Fred Martens, 62, accused Papua New Guinea's child services department, Lukautim Pikinini, of being involved in the abduction.

Wants his kids: Frederick Martens says he is being prevented from seeing his children who were taken away when he was wrongfully accused of a crime. Picture: Jake Nowakowski Cairns Post
Mr Martens said his two sons, aged six and eight, were abducted by his former partner five years ago, shortly after he was sentenced in 2006 to three years' jail by the Cairns Supreme Court of raping a 14-year-old girl in PNG.
He was released in 2009, having spent nearly 1000 days in custody, after supporters obtained PNG flight records proving he couldn't have been with the girl around the time of the alleged offence.
Mr Martens has since been locked in an 18-month battle with the department to see his two sons, and last week formally requested the director of Lukautim Pikinini (child welfare), Isabel Salatiel, to intervene on his behalf.
He alleges his former partner, Mittie Katu, took his eight- and six-year-old sons to Kella Village in Morobe province in the nation's east, despite having no biological relationship with the boys.
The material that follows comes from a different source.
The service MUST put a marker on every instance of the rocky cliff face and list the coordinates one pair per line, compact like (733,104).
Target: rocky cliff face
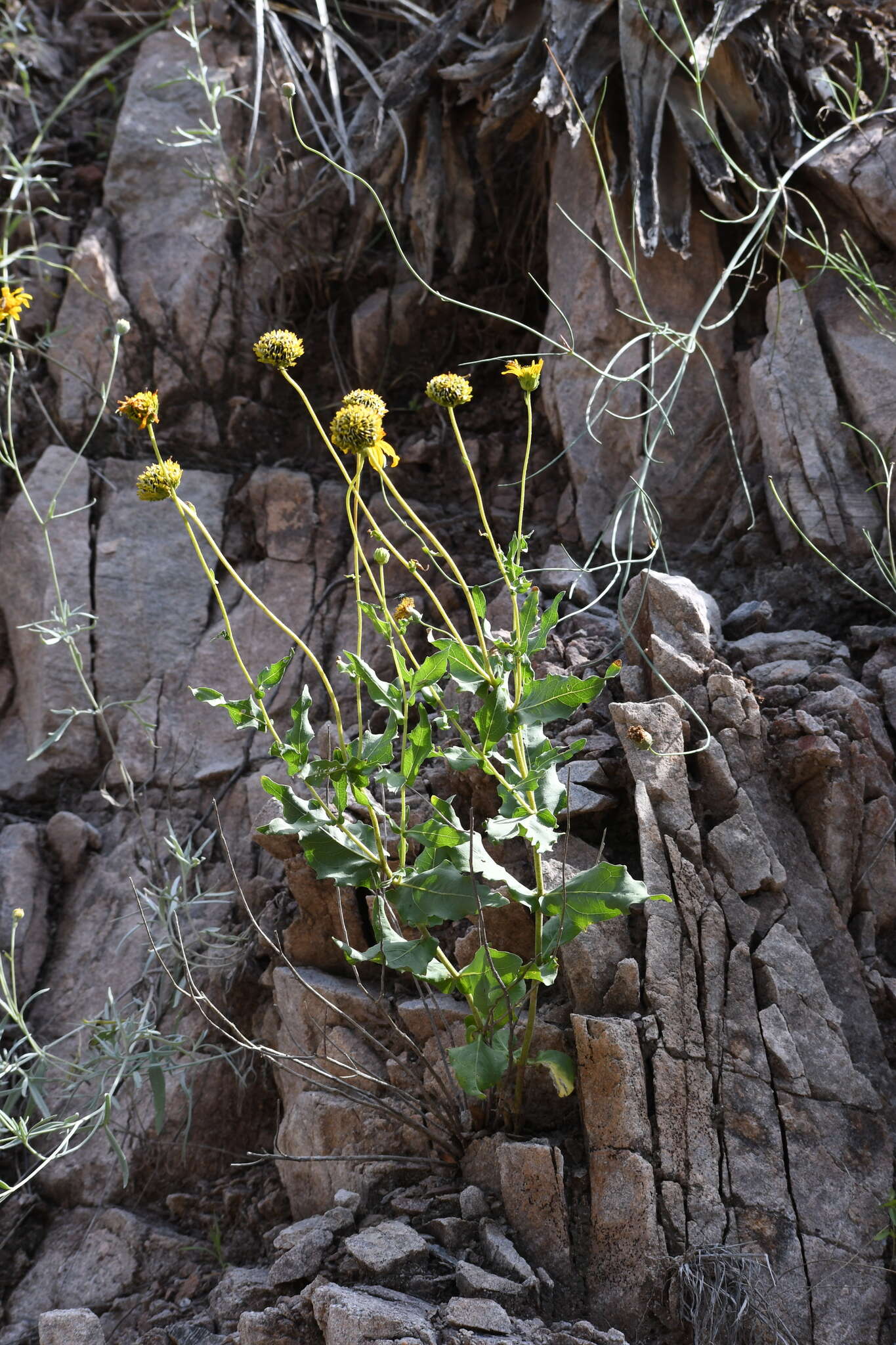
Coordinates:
(734,1048)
"The biological and rightful family members including myself ... have been denied rightful access to our children by Ms Mittie Katu and the residents of Kella Village, where they are being kept against their will in this `community imprisonment'," he said in a letter to Ms Salatiel.
"This deprivation of liberty constitutes a criminal act."
In December last year Mr Martens met his five-year-old son, Lee, for the first time in Cairns airport.
The latest hold-up in seeing his other children came after a Lukautim case officer, who he says is an old friend of Ms Katu, made a snap decision to insist the boys' biological mother be present at a case meeting in Port Moresby.
That woman, who is now in another relationship, had already attended numerous welfare meetings in Lae in 2010 and in February 2011 travelled to Kella village to see the children.
There she, along with the boys' grandparents, were refused landing on the village beach by Ms Katu's family when they travelled there by dinghy.
"I want to reunite my family and I can't because of corruption and the Wantok (one-talk) system," Mr Martens said.
Attempts to contact Lukautim Pikinini yesterday were unsuccessful.
Mr Martens is also suing the Australian government for $45 million over his imprisonment ordeal.
At the time of his arrest, Australian authorities claimed the flight records eventually used to clear his name did not exist.
He says a number of businesses, properties and equipment in PNG were lost because of his imprisonment in Australia.
They include Pioneer Health Services, the country's flying doctor service, which was founded by Mr Martens, as well as engineering and construction firms and a security firm.